2. Zu Artikel 1 Nummer 1 Buchstabe a (§ 4 Absatz 1b)

In Artikel 1 Nummer 1 Buchstabe a ist § 4 Absatz 1b wie folgt zu fassen:

Begründung:

Die im Gesetzentwurf enthaltene Verweisung des § 4 Absatz 1b Nummer 3 UmwRG-E erscheint jedenfalls unklar, da keine Rechtsgrundlage zur Aussetzung des gerichtlichen Verfahrens zur Heilung eines Verfahrensfehlers ersichtlich ist, die unberührt bleiben könnte.

Derzeit wie auch auf der Basis des Gesetzentwurfs käme das Umwelt-Rechtsbehelfsgesetz unter Zugrundelegung des Wortlauts nicht selbst als Rechtsgrundlage für eine Aussetzung eines gerichtlichen Verfahrens in Betracht, sondern würde eine solche (im Sinne eines Rechtsgrundverweises) gerade voraussetzen.

§ 94 VwGO enthält bereits seit dem 1. Januar 2002 ( § 94 Satz 2 VwGO a. F.) keine Möglichkeit mehr, das gerichtliche Verfahren zur Heilung von Verfahrensfehlern auszusetzen. Der in der Begründung zum Umwelt-Rechtsbehelfsgesetz enthaltene Hinweis, dass die Möglichkeit der Aussetzung des gerichtlichen Verfahrens auch nach der Streichung des früheren § 94 Satz 2 der VwGO weiterhin besteht (BT-Drs. 016/2495, S. 14), lässt sich mit dem Wortlaut des § 4 Absatz 1 Satz 3 zweiter Halbsatz UmwRG in der bisherigen Fassung und mit § 4 Absatz 1b Nummer 3 UmwRG-E nur schwer in Einklang bringen.
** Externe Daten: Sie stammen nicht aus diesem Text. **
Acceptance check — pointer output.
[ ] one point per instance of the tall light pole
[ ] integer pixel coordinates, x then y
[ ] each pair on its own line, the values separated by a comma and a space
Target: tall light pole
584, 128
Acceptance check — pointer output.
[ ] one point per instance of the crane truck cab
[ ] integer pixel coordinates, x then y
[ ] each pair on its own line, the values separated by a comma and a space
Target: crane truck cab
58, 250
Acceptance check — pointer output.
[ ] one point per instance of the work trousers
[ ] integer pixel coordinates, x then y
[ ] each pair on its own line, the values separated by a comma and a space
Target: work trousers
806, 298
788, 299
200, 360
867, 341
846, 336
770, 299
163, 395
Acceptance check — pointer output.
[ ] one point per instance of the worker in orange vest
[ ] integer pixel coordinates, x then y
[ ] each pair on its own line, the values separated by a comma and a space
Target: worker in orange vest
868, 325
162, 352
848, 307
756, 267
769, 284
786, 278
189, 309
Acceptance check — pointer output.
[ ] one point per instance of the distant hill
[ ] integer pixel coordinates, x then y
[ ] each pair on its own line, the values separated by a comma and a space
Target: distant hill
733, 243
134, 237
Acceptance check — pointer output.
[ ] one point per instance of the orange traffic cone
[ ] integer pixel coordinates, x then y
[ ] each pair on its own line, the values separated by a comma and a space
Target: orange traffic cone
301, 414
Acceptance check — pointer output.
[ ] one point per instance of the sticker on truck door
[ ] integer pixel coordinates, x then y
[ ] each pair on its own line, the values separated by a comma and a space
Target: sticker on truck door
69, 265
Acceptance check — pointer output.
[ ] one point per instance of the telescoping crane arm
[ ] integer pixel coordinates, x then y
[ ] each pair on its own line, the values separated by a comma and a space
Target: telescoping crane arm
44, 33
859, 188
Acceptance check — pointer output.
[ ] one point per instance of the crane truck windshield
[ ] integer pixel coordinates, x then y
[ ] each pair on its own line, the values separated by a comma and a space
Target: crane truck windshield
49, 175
Ohne Aussetzung trägt der Kläger das Kostenrisiko im nachfolgenden zweiten Rechtsstreit in voller Höhe. Bei einer Aussetzung hat der Kläger die Möglichkeit, den Rechtsstreit nach Wiederaufnahme für erledigt zu erklären, sollte die Umweltverträglichkeit des in Streit stehenden Vorhabens bejaht werden.

Der neu vorgeschlagene § 4 Absatz 1b Satz 2 eröffnet eine konkrete Rechtsgrundlage zur Aussetzung des gerichtlichen Verfahrens und gewährleistet dadurch Rechtsklarheit.